Oh, someone must have a better method, that doesn't require one of those "tracing" router fittings that cost a fortune.
First, you'll need a top bearing pattern bit. I use a 3/4" straight bit with a 1/2" shank. Buy a couple 3/4" bearings to fit onto the 1/2" shaft.
Cut ~12" square(if that's big enough for the driver) of 1/2" MDF. Route a circle into the center of this piece the same diameter of the drivers rounded corners. Cut some strips of 1/2" MDF about 1 1/2" wide. With the driver face down, cut and position these strips around the square portions of the driver, butting them into each other. Hot glue these together. Take the square you just made and position it over the round template so that the driver fits thru both of them. Hot glue the templates together. Flip the template over, onto another piece of MDF(that will be the final template) and screw it down. Set the router so the stacked bearings will ride on the both layers of MDF. Route the final template.
It's easier and quicker than it sounds! Pretty foolproof as well.
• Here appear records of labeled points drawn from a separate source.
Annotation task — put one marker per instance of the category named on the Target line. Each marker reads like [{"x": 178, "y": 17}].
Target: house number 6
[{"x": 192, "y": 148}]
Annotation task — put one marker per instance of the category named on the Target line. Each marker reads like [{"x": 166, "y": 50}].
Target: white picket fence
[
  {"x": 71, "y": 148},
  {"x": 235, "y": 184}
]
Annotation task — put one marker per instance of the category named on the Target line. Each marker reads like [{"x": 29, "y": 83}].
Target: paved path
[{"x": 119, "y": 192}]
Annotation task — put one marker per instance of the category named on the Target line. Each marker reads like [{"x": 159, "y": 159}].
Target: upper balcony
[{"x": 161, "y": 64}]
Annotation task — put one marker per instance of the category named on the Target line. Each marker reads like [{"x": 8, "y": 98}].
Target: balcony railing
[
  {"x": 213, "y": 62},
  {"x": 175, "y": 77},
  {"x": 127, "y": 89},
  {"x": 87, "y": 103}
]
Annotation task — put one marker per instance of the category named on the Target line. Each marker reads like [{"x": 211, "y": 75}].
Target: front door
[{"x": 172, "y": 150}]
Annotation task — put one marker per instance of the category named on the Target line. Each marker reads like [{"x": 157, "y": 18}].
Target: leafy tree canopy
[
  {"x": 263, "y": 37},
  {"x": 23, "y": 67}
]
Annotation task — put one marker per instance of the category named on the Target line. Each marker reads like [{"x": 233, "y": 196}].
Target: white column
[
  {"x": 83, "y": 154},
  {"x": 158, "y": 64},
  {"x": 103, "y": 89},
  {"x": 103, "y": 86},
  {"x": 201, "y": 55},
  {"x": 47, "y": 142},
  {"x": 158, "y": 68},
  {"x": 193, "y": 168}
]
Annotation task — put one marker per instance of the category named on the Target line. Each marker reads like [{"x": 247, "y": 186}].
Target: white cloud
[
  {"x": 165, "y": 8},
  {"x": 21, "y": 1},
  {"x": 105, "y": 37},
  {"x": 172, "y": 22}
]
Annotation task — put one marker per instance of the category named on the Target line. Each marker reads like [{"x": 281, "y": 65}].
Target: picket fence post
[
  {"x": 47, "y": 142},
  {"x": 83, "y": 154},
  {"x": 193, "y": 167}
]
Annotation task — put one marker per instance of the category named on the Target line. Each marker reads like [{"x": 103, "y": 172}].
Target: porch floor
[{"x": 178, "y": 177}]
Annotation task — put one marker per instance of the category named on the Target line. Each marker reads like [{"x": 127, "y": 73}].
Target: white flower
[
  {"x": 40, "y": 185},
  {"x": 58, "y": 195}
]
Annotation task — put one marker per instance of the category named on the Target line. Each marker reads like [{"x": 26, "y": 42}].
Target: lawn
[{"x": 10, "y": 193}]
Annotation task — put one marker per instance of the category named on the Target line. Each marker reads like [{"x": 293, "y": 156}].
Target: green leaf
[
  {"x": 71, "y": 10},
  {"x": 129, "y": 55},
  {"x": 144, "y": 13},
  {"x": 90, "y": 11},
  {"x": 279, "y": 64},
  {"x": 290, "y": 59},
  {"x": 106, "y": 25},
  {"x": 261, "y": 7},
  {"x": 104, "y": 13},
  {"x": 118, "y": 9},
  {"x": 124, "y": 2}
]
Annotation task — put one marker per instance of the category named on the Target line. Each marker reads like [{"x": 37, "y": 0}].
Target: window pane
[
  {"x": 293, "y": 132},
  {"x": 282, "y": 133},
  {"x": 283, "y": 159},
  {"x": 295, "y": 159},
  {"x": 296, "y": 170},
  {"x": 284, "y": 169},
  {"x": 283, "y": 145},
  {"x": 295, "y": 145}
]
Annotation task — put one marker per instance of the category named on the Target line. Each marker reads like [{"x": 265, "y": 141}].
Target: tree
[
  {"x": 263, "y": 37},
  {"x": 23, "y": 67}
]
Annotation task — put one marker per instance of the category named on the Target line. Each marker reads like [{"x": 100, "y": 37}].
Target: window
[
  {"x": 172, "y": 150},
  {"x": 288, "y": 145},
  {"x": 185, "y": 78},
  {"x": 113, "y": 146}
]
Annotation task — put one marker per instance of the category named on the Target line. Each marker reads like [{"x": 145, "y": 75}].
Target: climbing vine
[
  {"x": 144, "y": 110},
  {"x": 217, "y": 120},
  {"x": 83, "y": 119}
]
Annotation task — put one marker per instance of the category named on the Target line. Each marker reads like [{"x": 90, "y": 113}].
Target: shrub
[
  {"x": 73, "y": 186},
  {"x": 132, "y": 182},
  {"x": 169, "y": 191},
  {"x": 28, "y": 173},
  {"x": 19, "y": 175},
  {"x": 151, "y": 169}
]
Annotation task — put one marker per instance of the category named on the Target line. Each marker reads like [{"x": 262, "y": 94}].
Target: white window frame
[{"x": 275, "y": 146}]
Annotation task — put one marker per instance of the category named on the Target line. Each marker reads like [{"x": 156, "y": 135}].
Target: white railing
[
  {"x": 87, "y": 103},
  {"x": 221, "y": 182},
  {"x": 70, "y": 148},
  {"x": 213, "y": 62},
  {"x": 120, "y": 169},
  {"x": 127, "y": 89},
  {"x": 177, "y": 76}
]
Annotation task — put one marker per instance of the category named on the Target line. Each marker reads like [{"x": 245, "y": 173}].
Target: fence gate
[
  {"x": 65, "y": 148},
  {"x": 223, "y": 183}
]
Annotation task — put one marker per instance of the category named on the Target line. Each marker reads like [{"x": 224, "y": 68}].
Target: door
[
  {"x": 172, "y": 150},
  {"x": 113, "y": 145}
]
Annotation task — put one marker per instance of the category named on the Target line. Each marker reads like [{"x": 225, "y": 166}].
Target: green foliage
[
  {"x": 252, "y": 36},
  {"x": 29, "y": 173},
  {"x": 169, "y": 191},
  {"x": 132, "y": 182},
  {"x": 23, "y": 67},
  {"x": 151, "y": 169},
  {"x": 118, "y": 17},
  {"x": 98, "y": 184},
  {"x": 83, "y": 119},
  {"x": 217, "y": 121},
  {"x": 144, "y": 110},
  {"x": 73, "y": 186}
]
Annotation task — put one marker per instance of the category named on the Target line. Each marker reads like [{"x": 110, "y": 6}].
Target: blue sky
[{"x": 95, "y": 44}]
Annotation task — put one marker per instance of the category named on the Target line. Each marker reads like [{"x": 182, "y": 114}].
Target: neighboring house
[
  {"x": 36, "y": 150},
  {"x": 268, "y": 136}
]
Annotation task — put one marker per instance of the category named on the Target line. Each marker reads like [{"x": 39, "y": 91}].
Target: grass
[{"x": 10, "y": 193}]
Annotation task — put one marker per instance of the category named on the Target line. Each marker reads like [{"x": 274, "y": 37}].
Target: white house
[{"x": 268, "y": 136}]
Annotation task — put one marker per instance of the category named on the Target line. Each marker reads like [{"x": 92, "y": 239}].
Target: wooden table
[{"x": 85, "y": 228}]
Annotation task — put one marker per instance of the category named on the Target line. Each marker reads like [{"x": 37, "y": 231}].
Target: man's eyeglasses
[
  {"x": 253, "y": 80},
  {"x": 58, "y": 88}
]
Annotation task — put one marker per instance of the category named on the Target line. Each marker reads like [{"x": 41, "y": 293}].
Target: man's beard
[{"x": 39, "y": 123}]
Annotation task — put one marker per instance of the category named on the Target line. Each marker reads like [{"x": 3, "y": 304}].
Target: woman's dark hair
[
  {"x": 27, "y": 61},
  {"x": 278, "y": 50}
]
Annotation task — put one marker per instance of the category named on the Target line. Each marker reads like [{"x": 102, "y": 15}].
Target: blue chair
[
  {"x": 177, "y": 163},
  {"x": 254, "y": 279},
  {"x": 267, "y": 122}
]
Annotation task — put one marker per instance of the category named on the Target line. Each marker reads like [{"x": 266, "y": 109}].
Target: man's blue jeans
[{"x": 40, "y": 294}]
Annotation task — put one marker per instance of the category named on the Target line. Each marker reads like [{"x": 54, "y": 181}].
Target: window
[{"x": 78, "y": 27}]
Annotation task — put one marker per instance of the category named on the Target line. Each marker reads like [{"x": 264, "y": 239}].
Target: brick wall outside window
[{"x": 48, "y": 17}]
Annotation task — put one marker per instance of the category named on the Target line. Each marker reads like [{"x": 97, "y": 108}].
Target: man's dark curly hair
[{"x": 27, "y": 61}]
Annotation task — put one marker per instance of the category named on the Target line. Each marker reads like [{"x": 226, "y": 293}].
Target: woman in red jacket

Ive found that a cheap collar setup works nicely if used carefully. They arent as accurate as using a template/bearing guide but good enough for the task. I make my own but a commercial one like Vermont will do. First, cut the hole for the speaker. Next, put the speaker in the hole and line it up in the finished position. Mark the screws holes w/ a pencil. Be accurate. Now lay the speaker face down on some template material. Use good ply or something that wont splinter. Now make an outline of the speaker. Using a divider or compass, set the distance between the edge of the bit and the outside of the collar and then follow the speaker outline all the way around, being carefull to keep the divider perpendicular to the outline. Mark the screw holes also. Take a straight edge and make lines through the screw hole marks from one corner to another and side to side. This is so you can line up the template after you cut out the center (removing the hole marks)Make the same lines on the enclosure. Cut out the template. You now have a square hole exactly the collar width larger than the speaker.You may want it slightly larger so as to avoid too tight a fit. Mount the template to the enclosure(screws, carpet tape, clamps etc) set the depth of hole and slowly remove material until the face and sides of the cut are smooth. If you have to make a deep cut, dont try it in one pass. Set the depth to half and make two passes. Its a hassle but if you chew up the enclosure or burn up a bit youll be in for even more work.
This method is simple and requires few accessories. The quality of the finished product is reflected in the care you take in the layout and the template fabrication.
Pete Mazz's suggestion is a good 'un, if the corners of the driver are actually equivalent to a circle whose centre is in the centre of the driver. Mine weren't. They had smaller radii than that, hence having to chop the circle up and paste the segments onto the corners seperately. Other than that, pertty much the same technique. Check the driver drawings carefully - mine were Focal too!
If your baffle depth in the box is already set or if your boxes are assembled, then you have to go with Jake's of Pete's methods.
I've done a couple boxes for JBL LE 10A's and the first time I did as above. But the last time I got a piece of 3/16", void free birch plywood from a marine supply. Cut the plywood just a bit larger then your baffle. Place your speaker up-side-down on the plywood where it is to be mounted and trace the speaker frame on the plywood. Carefully cut it out with a sabre saw and file to the lines. Then you glue the plywood to the baffle.
Birch has a very nice grain pattern so you can finish it however you like and it turns out looking great. You also form a composite baffle with two different damping characteristics.